After this i tried to do a bit of manipulation to simply get the rolling median by iterating over each group separately

for index,group in df.groupby(['Category','Subcategory']):
    print pd.rolling_median(group['value'],7,min_period=7)

Each group is about 20-25 rows long only. Yet this function fails and shows the same MemoryError after a few iterations. I ran the code several times, and every time it showed the memory error for different items.

I created some dummy values for anyone to test, here:

index=[]
[index.append(x) for y in range(25) for x in np.arange(34000)]
sample=pd.DataFrame(np.arange(34000*25),index=index)

for index,group in sample.groupby(level=0):
    try:
        pd.rolling_median(group[0],7,7)
    except MemoryError:
        print a
        print pd.rolling_median(group[0],7,7)

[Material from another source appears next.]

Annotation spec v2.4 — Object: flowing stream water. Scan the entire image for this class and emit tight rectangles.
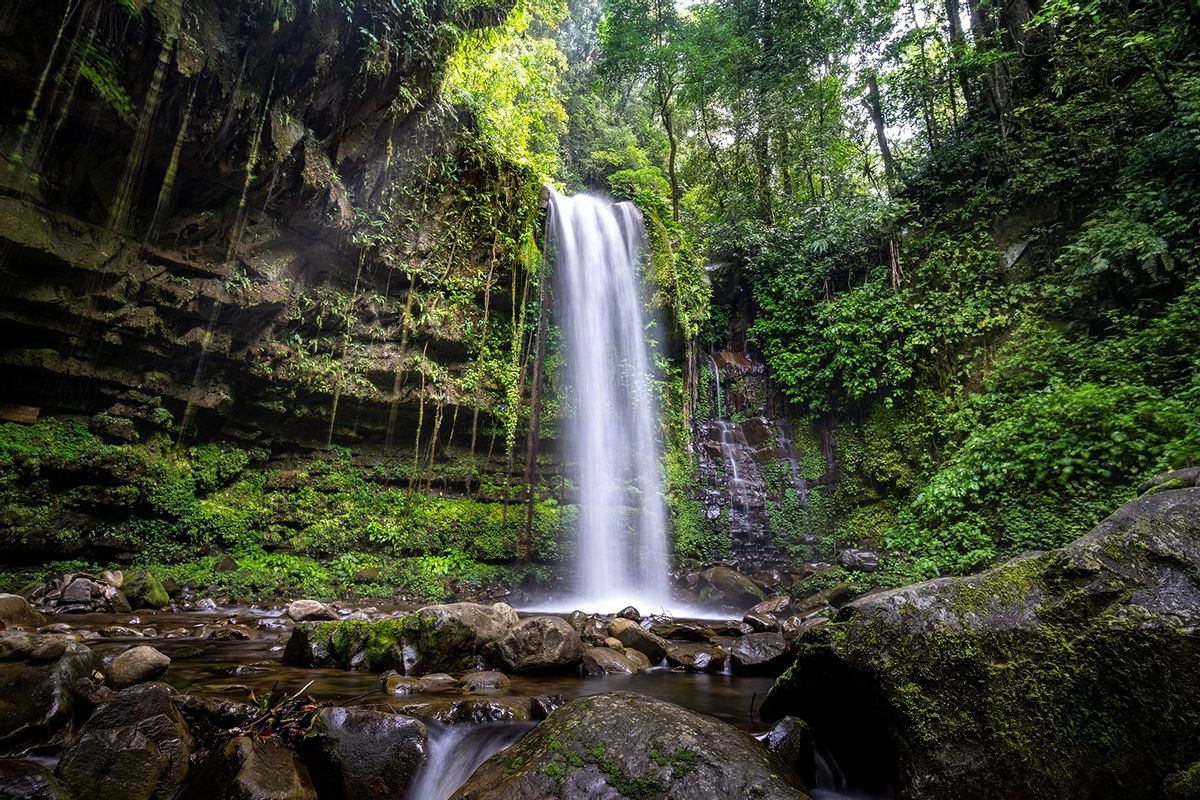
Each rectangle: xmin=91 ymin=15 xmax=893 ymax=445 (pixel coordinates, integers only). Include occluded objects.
xmin=548 ymin=191 xmax=670 ymax=611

If i run the rolling_median again after encountering the memoryError (as you can see in the above code), it runs fine without another exception-

I am not sure how can I calculate my rolling_median if it keeps throwing the memory Error. Can anyone tell me a better way to calculate the rolling_median, or help me understand the issue here?

CoderBC
  • 1,262
  • 2
  • 13
  • 30
  • I don't have the problem (python 3.4, pandas 0.17). What pandas version do you have? – IanS Mar 10 '16 at 14:14
  • Yes, that could be an issue, I have 2.7.11 python and pandas 0.17 – CoderBC Mar 10 '16 at 14:24
  • @IanS I tried in python 3.5.1: same error. – CoderBC Mar 10 '16 at 14:46
  • Have you tried looking at this question: http://stackoverflow.com/questions/14262433/large-data-work-flows-using-pandas – IanS Mar 10 '16 at 15:14
  • I've tried with 500,000 (*25) rows instead of 34,000 in your example, and it still works (and my python session only uses about as much memory as my browser...). – IanS Mar 10 '16 at 15:21
  • You might also want to look at this: http://stackoverflow.com/questions/35782929/pandas-groupby-memory-deallocation. It has no answer (for now) but the OP already makes a few helpful suggestions. – IanS Mar 10 '16 at 15:41

2 Answers2

0

The groupby doesn't look right and should change

df['rolling_median']=df['value'].groupby(['Category','Subcategory']).apply(pd.rolling_median,7,min_periods=7)

to

df['rolling_median']=df.groupby(['Category','Subcategory'])['value'].apply(pd.rolling_median,7,min_periods=7)

Otherwise the the groupby won't work as it is a series with column named ["value"] so can't groupby ['Category','Subcategory'] as not present.

Also the groupby is going to be smaller than the length of the dataframe and creating the df['rolling_median'] will cause a length mismatch.

Hope that helps.

bamdan
  • 836
  • 7
  • 21
  • Yes you are right about that issue, in my code actually the category and subcategory are an index, so what I am doing is something like this: `df['rolling_mean']=df['value'].groupby(level=[0,1]).apply(pd.rolling_median,7,7) ` And it does work for me if instead of rolling_median I use a rolling_mean. But my question is not about a length mismatch – CoderBC Mar 10 '16 at 14:28
  • Ok sure thanks for explanation. Will have a look and see if I can reproduce. – bamdan Mar 10 '16 at 14:54
0

The bug has been fixed in Pandas 0.18.0, and now the methods rolling_mean() and rolling_median() have depreciated.

This was the bug: https://github.com/pydata/pandas/issues/11697

Can be viewed here: http://pandas.pydata.org/pandas-docs/stable/computation.html

CoderBC
  • 1,262
  • 2
  • 13
  • 30